On Thursday, Chinese President Hu Jintao arrived in Ottawa, Canada to talk trade, investment, and human rights. Prime Minister Paul Martin vowed to put human rights as the top of the agenda.
According to Canadian Press, Martin says he had a frank discussion with Chinese President Hu Jintao about human rights. Martin emerged from a meeting with Hu, saying he told the Chinese leader that Canadians are very concerned about China's human rights record and want to see things improve.
Prime Minister Paul Martin told reporters following a cabinet meeting on Thursday, "I can tell you that you in my meetings with the president on this particular trip, it will be at the very top of the list."
Hu Jintao, only the third Chinese president to visit Canada and the first in eight years, was welcomed by Governor General Adrienne Clarkson at a state dinner Thursday evening at Rideau Hall.
During an assembly that included Prime Minister Paul Martin and several top cabinet ministers Governor General, Adrienne Clarkson, herself of Chinese background, made a brief reference to China's checkered human rights record by stressing the need for mutual understanding.

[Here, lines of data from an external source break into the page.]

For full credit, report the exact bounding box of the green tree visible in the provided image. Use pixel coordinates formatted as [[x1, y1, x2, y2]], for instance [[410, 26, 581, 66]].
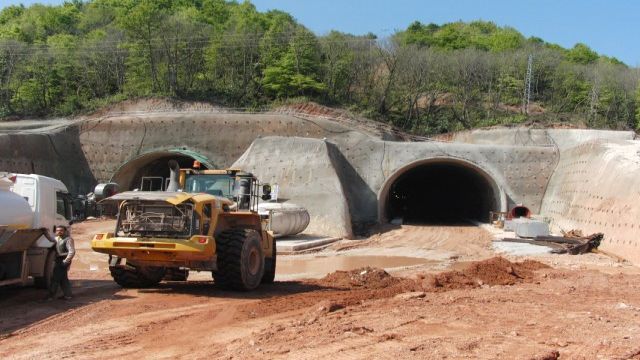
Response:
[[262, 27, 326, 98], [566, 43, 598, 65]]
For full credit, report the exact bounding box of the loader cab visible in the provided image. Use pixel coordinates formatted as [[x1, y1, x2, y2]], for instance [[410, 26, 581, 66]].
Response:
[[179, 169, 271, 211]]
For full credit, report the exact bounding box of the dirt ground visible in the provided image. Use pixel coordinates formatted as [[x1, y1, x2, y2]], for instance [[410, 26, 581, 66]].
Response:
[[0, 221, 640, 359]]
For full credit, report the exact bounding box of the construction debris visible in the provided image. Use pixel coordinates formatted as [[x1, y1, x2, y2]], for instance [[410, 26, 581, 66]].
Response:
[[502, 231, 604, 255]]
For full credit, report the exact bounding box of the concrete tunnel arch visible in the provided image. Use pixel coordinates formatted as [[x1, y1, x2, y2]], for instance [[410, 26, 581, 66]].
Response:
[[110, 148, 215, 191], [378, 157, 507, 224]]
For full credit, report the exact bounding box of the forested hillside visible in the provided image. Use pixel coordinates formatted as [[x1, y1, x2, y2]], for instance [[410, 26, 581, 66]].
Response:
[[0, 0, 640, 134]]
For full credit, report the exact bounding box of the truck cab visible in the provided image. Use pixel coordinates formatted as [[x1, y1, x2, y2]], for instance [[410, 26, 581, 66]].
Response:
[[0, 173, 73, 287]]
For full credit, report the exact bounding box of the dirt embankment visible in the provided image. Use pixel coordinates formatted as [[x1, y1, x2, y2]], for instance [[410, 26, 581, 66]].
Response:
[[0, 222, 640, 359]]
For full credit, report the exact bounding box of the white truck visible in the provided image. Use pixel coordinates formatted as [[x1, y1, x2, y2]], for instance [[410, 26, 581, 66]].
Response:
[[0, 172, 73, 288]]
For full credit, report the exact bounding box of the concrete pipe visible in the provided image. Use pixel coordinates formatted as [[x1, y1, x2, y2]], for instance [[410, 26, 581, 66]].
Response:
[[258, 203, 310, 237]]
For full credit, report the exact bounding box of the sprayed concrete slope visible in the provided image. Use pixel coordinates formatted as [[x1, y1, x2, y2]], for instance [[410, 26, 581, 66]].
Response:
[[542, 140, 640, 264], [0, 105, 640, 263], [232, 137, 352, 237]]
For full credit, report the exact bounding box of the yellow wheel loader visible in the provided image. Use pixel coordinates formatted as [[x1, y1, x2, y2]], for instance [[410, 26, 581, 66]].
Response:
[[91, 162, 276, 290]]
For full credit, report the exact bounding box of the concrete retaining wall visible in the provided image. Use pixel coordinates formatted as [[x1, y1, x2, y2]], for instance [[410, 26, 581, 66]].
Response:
[[233, 137, 353, 238], [542, 140, 640, 264]]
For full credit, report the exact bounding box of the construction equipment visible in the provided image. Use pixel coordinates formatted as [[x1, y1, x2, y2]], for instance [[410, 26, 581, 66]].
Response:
[[91, 161, 276, 290], [0, 172, 72, 288]]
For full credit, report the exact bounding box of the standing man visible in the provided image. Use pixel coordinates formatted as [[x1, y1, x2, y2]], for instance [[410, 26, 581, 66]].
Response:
[[48, 225, 76, 300]]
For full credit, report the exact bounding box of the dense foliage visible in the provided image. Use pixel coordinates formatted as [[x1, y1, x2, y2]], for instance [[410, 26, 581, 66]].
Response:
[[0, 0, 640, 134]]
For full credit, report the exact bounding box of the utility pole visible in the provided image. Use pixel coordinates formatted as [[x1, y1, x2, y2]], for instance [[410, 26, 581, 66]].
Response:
[[522, 54, 533, 115]]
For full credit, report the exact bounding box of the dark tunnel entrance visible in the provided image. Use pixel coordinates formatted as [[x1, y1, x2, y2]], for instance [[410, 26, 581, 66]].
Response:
[[384, 160, 500, 224], [111, 152, 210, 191]]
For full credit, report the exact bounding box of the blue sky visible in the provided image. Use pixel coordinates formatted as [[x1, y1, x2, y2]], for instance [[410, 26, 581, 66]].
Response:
[[5, 0, 640, 66]]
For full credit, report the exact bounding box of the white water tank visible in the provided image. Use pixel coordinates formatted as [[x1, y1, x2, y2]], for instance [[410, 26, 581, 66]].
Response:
[[258, 202, 310, 237], [0, 179, 33, 229]]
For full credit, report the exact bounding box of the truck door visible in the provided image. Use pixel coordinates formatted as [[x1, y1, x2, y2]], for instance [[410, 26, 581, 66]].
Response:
[[56, 191, 73, 225]]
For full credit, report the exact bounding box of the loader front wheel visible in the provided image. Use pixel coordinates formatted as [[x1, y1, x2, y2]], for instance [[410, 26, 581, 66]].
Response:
[[109, 264, 166, 288], [213, 229, 264, 291]]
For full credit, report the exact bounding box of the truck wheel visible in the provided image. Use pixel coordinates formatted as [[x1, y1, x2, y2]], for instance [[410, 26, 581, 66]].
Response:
[[109, 264, 166, 288], [262, 238, 276, 284], [33, 250, 56, 289], [213, 229, 264, 291]]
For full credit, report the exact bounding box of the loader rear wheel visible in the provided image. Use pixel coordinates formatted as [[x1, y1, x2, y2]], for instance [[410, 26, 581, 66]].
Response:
[[213, 229, 264, 291], [262, 238, 276, 284], [109, 264, 166, 288]]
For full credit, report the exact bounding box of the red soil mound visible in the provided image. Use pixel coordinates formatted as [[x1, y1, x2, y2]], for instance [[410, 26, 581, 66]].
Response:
[[423, 257, 548, 291]]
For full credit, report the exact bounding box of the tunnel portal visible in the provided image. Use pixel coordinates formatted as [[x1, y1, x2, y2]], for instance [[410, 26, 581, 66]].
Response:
[[385, 161, 499, 224]]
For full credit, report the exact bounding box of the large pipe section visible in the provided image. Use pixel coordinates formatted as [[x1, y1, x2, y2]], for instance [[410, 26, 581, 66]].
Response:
[[258, 202, 310, 237]]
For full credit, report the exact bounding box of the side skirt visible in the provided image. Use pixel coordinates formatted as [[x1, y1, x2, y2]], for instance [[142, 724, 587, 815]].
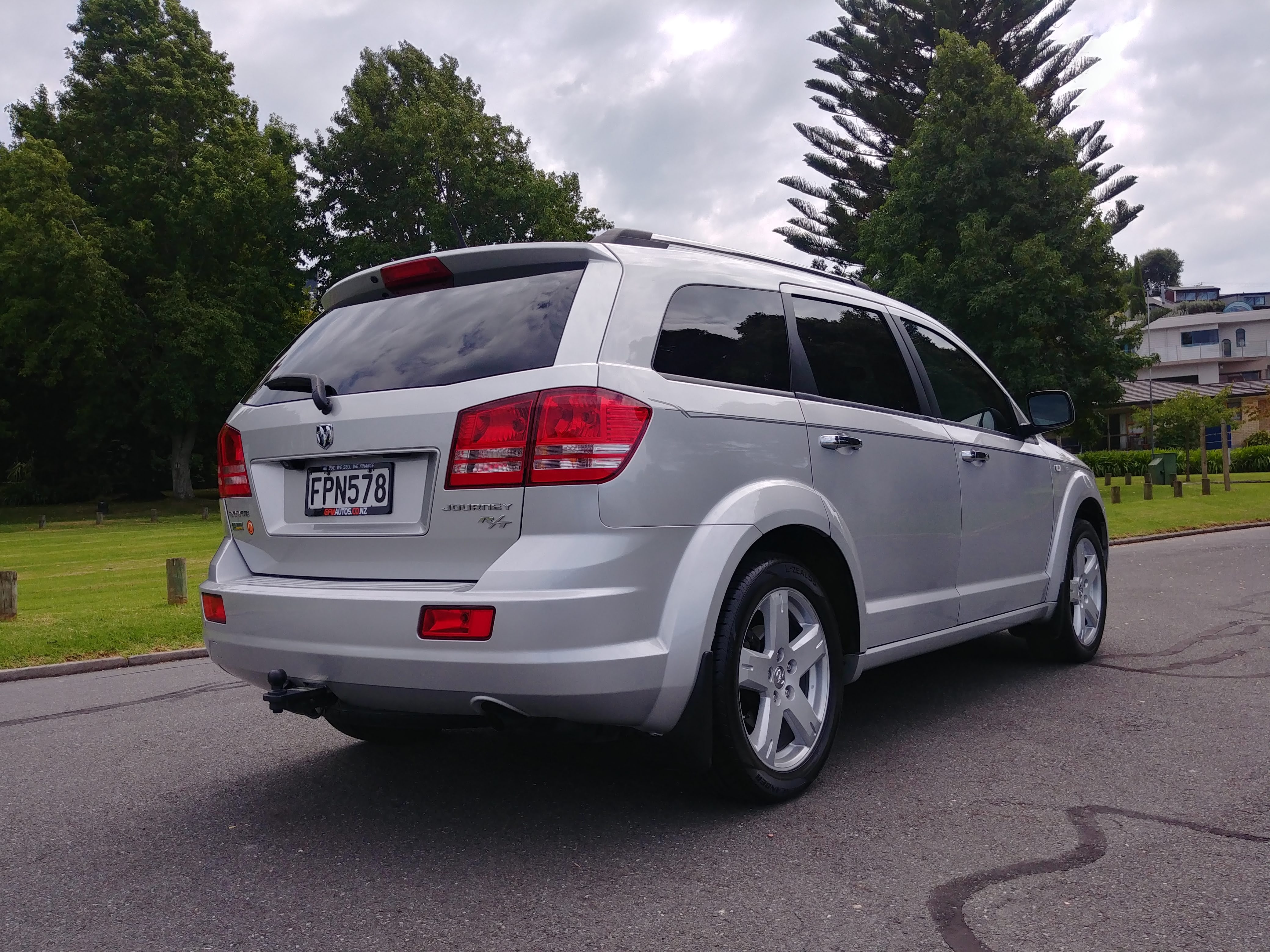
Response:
[[852, 602, 1054, 680]]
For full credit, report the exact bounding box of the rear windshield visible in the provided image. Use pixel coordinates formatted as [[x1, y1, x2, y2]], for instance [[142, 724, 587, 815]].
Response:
[[248, 261, 586, 405]]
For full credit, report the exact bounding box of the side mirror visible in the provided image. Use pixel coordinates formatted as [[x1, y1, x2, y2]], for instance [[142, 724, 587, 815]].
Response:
[[1022, 390, 1076, 437]]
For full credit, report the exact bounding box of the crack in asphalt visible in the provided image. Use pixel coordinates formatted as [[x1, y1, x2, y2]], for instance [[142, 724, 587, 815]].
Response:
[[0, 682, 250, 727], [1091, 614, 1270, 680], [926, 803, 1270, 952]]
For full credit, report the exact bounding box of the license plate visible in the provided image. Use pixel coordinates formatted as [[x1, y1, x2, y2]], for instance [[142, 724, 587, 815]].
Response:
[[305, 463, 394, 515]]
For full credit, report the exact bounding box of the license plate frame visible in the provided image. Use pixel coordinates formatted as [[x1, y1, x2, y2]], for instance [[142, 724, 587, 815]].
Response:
[[305, 461, 396, 518]]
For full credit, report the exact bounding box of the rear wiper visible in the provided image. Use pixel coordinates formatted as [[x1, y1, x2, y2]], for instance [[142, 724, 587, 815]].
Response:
[[264, 373, 339, 414]]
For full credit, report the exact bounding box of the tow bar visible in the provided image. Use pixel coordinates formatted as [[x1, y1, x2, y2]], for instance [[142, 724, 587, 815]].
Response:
[[264, 668, 338, 717]]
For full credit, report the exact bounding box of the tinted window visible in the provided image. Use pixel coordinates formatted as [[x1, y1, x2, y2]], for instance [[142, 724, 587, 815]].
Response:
[[794, 297, 920, 414], [653, 284, 790, 390], [904, 321, 1018, 433], [250, 264, 584, 404]]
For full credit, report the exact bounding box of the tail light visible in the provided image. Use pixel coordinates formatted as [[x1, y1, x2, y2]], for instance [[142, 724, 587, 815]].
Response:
[[380, 258, 455, 292], [216, 427, 252, 499], [419, 605, 494, 640], [203, 592, 225, 625], [446, 394, 533, 489], [530, 387, 653, 482], [446, 387, 653, 489]]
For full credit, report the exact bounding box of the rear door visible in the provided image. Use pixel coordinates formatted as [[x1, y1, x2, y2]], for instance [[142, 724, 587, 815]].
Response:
[[232, 246, 621, 581], [903, 319, 1054, 623], [782, 286, 961, 647]]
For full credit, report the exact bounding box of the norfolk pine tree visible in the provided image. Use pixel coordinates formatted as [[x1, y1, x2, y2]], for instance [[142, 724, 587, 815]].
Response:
[[860, 33, 1145, 439], [776, 0, 1142, 269], [11, 0, 306, 499]]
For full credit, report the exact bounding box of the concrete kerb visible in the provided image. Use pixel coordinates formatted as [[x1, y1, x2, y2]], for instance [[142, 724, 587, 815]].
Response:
[[0, 519, 1270, 682], [1108, 519, 1270, 546], [0, 647, 207, 683]]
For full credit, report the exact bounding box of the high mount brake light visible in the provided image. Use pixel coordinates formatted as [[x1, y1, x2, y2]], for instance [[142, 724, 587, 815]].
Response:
[[446, 387, 653, 489], [380, 258, 455, 292], [530, 387, 653, 484], [216, 427, 252, 499], [446, 394, 535, 489]]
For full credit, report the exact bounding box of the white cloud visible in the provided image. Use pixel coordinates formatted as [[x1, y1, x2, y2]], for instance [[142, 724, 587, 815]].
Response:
[[658, 13, 737, 60], [7, 0, 1270, 287]]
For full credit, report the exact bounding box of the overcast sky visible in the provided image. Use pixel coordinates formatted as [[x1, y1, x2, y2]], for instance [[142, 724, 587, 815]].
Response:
[[0, 0, 1270, 291]]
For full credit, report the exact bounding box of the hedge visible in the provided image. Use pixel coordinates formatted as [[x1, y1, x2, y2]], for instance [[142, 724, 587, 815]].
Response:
[[1081, 447, 1270, 476]]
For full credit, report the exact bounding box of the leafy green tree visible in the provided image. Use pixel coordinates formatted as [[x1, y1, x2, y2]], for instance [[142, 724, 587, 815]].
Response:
[[860, 32, 1144, 442], [0, 140, 126, 503], [1142, 247, 1184, 284], [305, 43, 611, 284], [10, 0, 307, 499], [776, 0, 1142, 269], [1154, 387, 1235, 480]]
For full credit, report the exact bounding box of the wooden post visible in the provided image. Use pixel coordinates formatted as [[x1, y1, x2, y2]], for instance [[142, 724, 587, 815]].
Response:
[[168, 558, 187, 605], [0, 569, 18, 622], [1222, 423, 1231, 492]]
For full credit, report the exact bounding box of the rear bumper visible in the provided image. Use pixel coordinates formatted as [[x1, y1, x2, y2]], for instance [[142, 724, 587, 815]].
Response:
[[201, 529, 687, 726]]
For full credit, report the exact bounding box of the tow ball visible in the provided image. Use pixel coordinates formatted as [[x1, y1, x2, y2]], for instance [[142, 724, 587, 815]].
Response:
[[264, 668, 338, 717]]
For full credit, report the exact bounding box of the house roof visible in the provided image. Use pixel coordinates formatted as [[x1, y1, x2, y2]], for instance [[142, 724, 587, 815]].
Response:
[[1115, 380, 1270, 406], [1151, 307, 1270, 331]]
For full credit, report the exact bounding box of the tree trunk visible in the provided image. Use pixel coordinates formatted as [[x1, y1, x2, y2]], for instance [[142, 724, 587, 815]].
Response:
[[172, 427, 194, 499]]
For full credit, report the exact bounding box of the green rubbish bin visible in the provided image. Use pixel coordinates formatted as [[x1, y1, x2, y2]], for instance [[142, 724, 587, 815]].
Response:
[[1147, 453, 1177, 486]]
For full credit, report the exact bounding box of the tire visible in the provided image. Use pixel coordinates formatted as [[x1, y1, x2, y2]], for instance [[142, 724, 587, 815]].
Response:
[[1017, 519, 1108, 664], [323, 705, 438, 746], [711, 554, 842, 803]]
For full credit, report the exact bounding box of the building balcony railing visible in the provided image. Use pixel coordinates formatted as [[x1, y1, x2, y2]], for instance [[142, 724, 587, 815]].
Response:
[[1138, 340, 1270, 363]]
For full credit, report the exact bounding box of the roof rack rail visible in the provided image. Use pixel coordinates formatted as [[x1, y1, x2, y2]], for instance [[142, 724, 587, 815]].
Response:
[[592, 229, 873, 291]]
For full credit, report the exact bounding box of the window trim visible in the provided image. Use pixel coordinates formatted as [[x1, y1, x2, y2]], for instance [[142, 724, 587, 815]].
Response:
[[648, 280, 795, 396], [888, 308, 1038, 443], [781, 282, 934, 420]]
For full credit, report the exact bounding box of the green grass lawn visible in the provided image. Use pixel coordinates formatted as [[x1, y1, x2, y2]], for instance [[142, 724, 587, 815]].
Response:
[[0, 474, 1270, 668], [0, 508, 223, 668], [1098, 474, 1270, 538]]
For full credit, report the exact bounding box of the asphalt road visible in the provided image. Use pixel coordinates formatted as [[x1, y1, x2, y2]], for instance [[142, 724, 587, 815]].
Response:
[[0, 529, 1270, 952]]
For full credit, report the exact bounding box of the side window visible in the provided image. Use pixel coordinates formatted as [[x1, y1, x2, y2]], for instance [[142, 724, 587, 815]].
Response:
[[904, 321, 1018, 433], [653, 284, 790, 390], [794, 297, 921, 414]]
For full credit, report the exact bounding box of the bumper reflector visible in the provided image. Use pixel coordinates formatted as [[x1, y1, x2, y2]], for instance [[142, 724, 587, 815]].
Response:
[[419, 605, 494, 640], [203, 592, 225, 625]]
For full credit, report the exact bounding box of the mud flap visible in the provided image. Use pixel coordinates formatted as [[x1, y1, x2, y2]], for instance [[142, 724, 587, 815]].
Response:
[[666, 651, 714, 773]]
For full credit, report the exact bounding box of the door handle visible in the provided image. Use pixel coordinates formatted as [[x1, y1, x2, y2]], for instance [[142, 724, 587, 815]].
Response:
[[820, 433, 864, 451]]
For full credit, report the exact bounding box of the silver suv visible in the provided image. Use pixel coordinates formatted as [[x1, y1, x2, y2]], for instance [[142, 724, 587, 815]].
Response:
[[202, 229, 1108, 801]]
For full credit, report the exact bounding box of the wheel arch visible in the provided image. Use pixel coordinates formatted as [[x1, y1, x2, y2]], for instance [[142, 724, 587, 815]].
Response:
[[729, 523, 860, 655]]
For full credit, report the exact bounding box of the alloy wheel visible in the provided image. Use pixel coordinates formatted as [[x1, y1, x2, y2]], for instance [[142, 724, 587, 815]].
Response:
[[1067, 538, 1102, 645], [737, 588, 831, 772]]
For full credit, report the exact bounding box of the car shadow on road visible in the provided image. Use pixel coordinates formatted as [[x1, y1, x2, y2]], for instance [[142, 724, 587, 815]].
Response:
[[184, 635, 1080, 839]]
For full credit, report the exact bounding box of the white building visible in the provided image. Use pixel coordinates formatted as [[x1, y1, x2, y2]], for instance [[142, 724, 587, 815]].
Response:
[[1138, 308, 1270, 383]]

"It is simply wrong for anyone, however powerful, or an institution, however wealthy or dominant, to interfere with one people's understanding of another," she said.
And Alex Neve, head of Amnesty International Canada, said the Canadian government must speak up on torture and the plight of faith groups in China.
"For far too many years Canada has been timid and reluctant to put human rights squarely on the table in meetings with the Chinese government, scared that pushing too hard on human rights might detract from trade and investment prospects," he told a news conference.
When Prime Minister Martin visited Beijing in Jan, earlier this year, he brought up the problem of human rights in China, and now they will focus on specific agendas.
Canada, with a 35-years trade relationship and has major resource companies of China, has special leverage in diplomacy with China. In addition, China will be holding 2008 Olympic, thus, technological and financial resources is among the top agendas of President Hu.
China is the fastest-growing economy in the world and is actively looking for more sources of energy; however, the communist country, population 1.3 billion, remains a problematic global partner.
Hu Jintao, 62, took power in 2003 and human rights activists say the Beijing government has done nothing since to lift its iron heel from a closed society increasingly riven by class divides.
Martin will host Hu Jintao at a state banquet on Thursday. During his visit, he will also give a speech at the Canada China Business Council and visit Niagara Falls. Hu will be in Eastern Canada from Sept. 8 to 11.
Hu Jintao heads to Mexico on Sunday. Next week, he plans to meet with U.S. President George Bush on the sidelines of a UN summit in New York, before returning to Vancouver for a two-day trip on Sept. 16.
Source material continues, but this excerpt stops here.